Where, as here, a case is tried without a jury, “this Court’s power to review the evidence is as broad as that of the trial court” (Bubba’s Bagels of Wesley Hills, Inc. v Bergstol, 18 AD3d 411, 412 [2005]). This Court may render a judgment it finds warranted by the facts, taking into account in a close case the fact that the trial judge had the advantage of seeing the witnesses (see Northern Westchester Professional Park Assoc. v Town of Bedford, 60 NY2d 492, 499 [1983]; Matter of Allstate Ins. Co. v Albino, 16 AD3d 682, 683 [2005]; Greenhill v Stillwell, 306 AD2d 434 [2003]).
It is apparent from the claimant’s medical records that it was reasonably foreseeable that the claimant would suffer a seizure. Further, it is clear from the record that allowing the claimant to remain in an upper bunk violated the defendant’s own practice and procedures and the directives of its own medical personnel.
“[T]he scope of the State’s duty to protect inmates is limited to risks of harm that are reasonably foreseeable” (Sanchez v State of New York, 99 NY2d 247, 253 [2002]; see Basso v Miller, 40 NY2d 233, 241 [1976]). Moreover, “[although the precise manner in which the harm occurred need not be foreseeable, liability does not attach unless the harm is within the class of reasonably foreseeable hazards that the duty exists to prevent” (Sanchez v State of New York, supra at 252; see Di Ponzio v Riordan, 89 NY2d 578, 583 [1997]).

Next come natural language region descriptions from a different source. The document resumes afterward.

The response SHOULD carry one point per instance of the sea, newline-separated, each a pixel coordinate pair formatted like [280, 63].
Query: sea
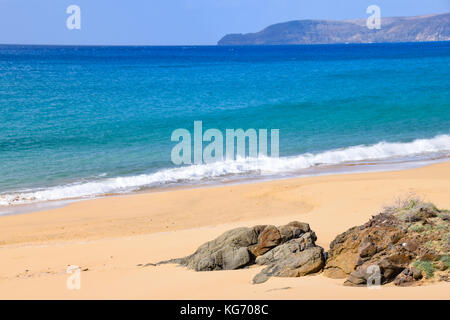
[80, 122]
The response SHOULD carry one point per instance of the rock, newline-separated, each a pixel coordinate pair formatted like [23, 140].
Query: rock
[392, 242]
[270, 237]
[238, 248]
[295, 258]
[227, 252]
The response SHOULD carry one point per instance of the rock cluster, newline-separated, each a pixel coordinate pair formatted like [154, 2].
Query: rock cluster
[287, 251]
[408, 243]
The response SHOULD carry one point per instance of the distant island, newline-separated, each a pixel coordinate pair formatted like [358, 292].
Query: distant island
[399, 29]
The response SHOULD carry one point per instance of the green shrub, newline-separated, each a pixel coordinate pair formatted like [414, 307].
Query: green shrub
[425, 266]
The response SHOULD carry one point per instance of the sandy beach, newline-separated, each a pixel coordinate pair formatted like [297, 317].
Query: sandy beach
[109, 237]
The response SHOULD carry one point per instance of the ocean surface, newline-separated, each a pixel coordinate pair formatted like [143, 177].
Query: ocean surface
[80, 122]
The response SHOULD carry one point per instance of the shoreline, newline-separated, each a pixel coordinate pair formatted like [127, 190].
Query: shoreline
[110, 237]
[329, 170]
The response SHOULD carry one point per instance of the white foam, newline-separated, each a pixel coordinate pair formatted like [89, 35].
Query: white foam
[249, 166]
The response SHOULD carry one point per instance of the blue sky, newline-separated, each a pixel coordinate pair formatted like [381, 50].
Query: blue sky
[177, 22]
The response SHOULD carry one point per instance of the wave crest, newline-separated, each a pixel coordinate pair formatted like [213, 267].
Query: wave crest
[249, 166]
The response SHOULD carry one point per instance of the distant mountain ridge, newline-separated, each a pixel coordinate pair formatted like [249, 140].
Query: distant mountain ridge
[398, 29]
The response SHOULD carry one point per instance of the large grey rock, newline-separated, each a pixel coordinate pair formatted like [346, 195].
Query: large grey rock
[227, 252]
[238, 248]
[296, 264]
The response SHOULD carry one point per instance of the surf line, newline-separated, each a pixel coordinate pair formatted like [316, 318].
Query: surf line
[214, 151]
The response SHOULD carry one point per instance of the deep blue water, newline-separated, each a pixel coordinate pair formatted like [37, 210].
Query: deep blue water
[76, 115]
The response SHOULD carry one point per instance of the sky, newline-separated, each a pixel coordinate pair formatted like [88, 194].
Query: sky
[177, 22]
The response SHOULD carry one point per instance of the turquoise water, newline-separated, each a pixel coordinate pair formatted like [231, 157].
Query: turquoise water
[85, 121]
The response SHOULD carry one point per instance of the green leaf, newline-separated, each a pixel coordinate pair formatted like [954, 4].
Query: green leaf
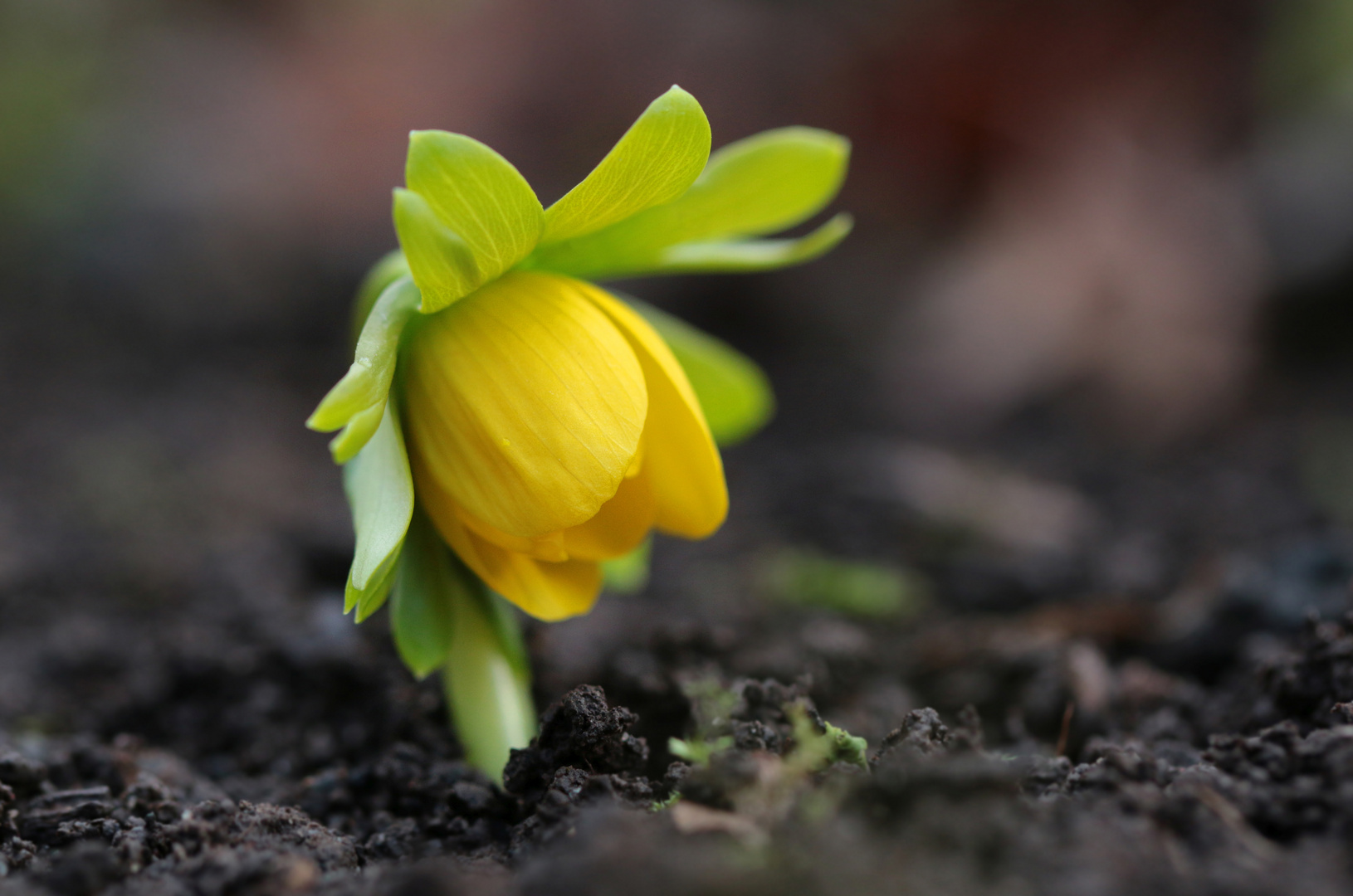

The existence of the policy to assign lower bunks to inmates suffering from seizures is proof that the defendant actually foresaw the risk that an accident would occur in the manner in which it occurred.
Since it is clear from the record that the defendant violated its own practices and procedures enacted to avoid the foreseeable event that the claimant would fall again, the determination in favor of the defendant is not supported by the evidence.